Pro Hektar filtern Wälder jährlich bis zu 50 Tonnen Ruß und Staub aus der Atmosphäre.

7,4 Kubikmeter
Stärkeres Totholz

10 Stück
Biotopbäume

0,4 Stück
Starke Laubbäume

Rund 13 000 Arten leben bei uns im Wald. Davon sind alleine 4 500 Arten an Totholz gebunden - darunter 50 Prozent der waldbewohnenden Käferarten und 1 500 Pilzarten. Allein an der Eiche sind über 1 000 Insektenarten zu zählen. Durch aktiven Nutzungs- und Verwertungsverzicht in bewirtschafteten Wäldern wie die Anreicherung von Totholz (im Staatswald im Schnitt 7,4 Kubikmeter stärkeres Totholz/ Hektar), den Schutz von Biotopbäumen (im Staatswald durchschnittlich 10 Stück/ Hektar naturnaher Wald) und den Erhalt von starken Laubbäumen (derzeit 282 000 Stück im Staatswald, Tendenz steigend) leisten wir einen aktiven Beitrag, die natürlichen Lebensräume vor allem von Wald bewohnenden Arten zu erhalten und zu verbessern.

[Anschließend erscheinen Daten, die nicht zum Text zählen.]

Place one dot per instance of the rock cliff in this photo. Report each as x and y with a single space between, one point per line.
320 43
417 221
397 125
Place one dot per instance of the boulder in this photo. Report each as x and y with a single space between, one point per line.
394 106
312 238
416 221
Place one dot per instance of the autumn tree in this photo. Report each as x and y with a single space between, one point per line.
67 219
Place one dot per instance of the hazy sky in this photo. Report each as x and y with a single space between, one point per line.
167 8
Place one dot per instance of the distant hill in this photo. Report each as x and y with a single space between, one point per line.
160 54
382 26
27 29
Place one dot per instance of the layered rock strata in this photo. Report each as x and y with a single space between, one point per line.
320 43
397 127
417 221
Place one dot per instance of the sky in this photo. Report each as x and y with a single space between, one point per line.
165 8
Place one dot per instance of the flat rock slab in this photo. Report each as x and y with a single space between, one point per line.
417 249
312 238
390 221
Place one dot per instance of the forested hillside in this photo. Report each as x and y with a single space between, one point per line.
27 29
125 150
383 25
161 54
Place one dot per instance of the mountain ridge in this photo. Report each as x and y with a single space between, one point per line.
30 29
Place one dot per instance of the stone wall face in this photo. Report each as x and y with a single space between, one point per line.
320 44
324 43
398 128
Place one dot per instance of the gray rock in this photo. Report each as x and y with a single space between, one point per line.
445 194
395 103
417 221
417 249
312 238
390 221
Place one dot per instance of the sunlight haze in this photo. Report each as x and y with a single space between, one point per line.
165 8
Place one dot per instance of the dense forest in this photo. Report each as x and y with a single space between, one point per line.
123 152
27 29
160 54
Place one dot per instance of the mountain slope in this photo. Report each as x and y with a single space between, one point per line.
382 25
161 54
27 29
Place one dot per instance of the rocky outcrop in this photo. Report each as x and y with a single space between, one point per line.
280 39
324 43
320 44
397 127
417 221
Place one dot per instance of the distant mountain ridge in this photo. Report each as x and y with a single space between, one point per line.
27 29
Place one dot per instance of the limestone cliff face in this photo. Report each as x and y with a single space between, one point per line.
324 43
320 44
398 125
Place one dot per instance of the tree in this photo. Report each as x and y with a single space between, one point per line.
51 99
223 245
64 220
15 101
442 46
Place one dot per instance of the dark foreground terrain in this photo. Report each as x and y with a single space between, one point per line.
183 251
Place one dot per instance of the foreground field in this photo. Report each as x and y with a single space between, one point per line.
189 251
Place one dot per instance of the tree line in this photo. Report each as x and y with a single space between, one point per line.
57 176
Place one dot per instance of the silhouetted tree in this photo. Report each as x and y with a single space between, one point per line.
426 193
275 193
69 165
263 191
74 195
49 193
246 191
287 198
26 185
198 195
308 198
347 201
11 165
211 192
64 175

Baumartenverteilung nach Fläche

Fichte 44% Tanne 2% Kiefer 17% Sonstige Nadelhölzer 4%


Buche 17% Eiche 6% Sonstiges Laubholz 5% Edellaubholz 5%

Die auf diesem Hektar idealisiert dargestellten Baumartenanteile entsprechen der aktuellen Baumartenverteilung nach Fläche im gesamten bayerischen Staatswald.

15 Meter
Erholungswege

Mehr als 9 000 Kilometer Wanderwege, 3 500 Kilometer Radwege, knapp 300 Kilometer Reitwege und 150 Kilometer Lehrpfade gibt es im bayerischen Staatswald.

3,7 Tonnen
Steine und Erden/Jahr

Im bayerischen Staatswald wurden 2012 3 Mio. Tonnen Bodenbestandteile gewonnen. Vor allem Steine, Sand und Tone.

0,1 Arbeitsplätze

190 000 Menschen leben in Bayern direkt und indirekt vom Wald. Waldarbeiter, Schreiner, Holzhändler und viele mehr. Bezieht man diese auf die Gesamtwaldfläche in Bayern, dann gibt ein Hektar Wald 0,1 Beschäftigten Lohn und Brot.

100 000 Kubikmeter
(Trink-)Wasser

Je nach Baumart bildet ein Hektar Wald zwischen 80 000 und 160 000 Kubikmeter neues Grundwasser. Nicht umsonst liegen 141 000 Hektar der rund 280 000 Hektar Wasserschutzgebiete in Bayern im Wald - davon mehr als die Hälfte im Staatswald.

7,2 Festmeter
Holz/Jahr

Auch wenn 8,5 Festmeter pro Jahr und Hektar nachwachsen: Wir ernten nicht mehr als den nachhaltigen Hiebsatz: Je Hektar sind das 7,2 Festmeter. Totes Holz verbleibt als wichtiger Lebensraum im Wald. Gleiches gilt für wichtige Nährstoffe.

0,1 Stück
Wild/Jahr

Im bayerischen Staatswald werden jedes Jahr mehr als 50 000 Rehe, Wildschweine und Hirsche erlegt. So sollen sich die natürlicherweise vorkommenden Bäume im Wesentlichen ohne Schutzmaßnahmen (wie etwa Zäune) natürlich verjüngen.

10,6 Tonnen
CO₂-Bindung/Jahr

Das nachwachsene Holz speichert große Mengen CO2. Abhängig ist das von der Baumart und den Bedingungen vor Ort. Wälder in den gemäßigten Breiten mit einem mittleren Alter von 55 Jahren binden 10,6 Tonnen CO2. Jährlich. Optimal ist es, wenn das Holz genutzt wird und daraus ein Dachstuhl oder Tisch entsteht. So lässt sich pro Festmeter Holz rund eine Tonne CO2 viele Jahrzehnte speichern.

15 – 30 Tonnen
O₂/Jahr

Ein Hektar Laubwald setzt pro Jahr 15 Tonnen Sauerstoff frei, ein Nadelwald sogar 30 Tonnen.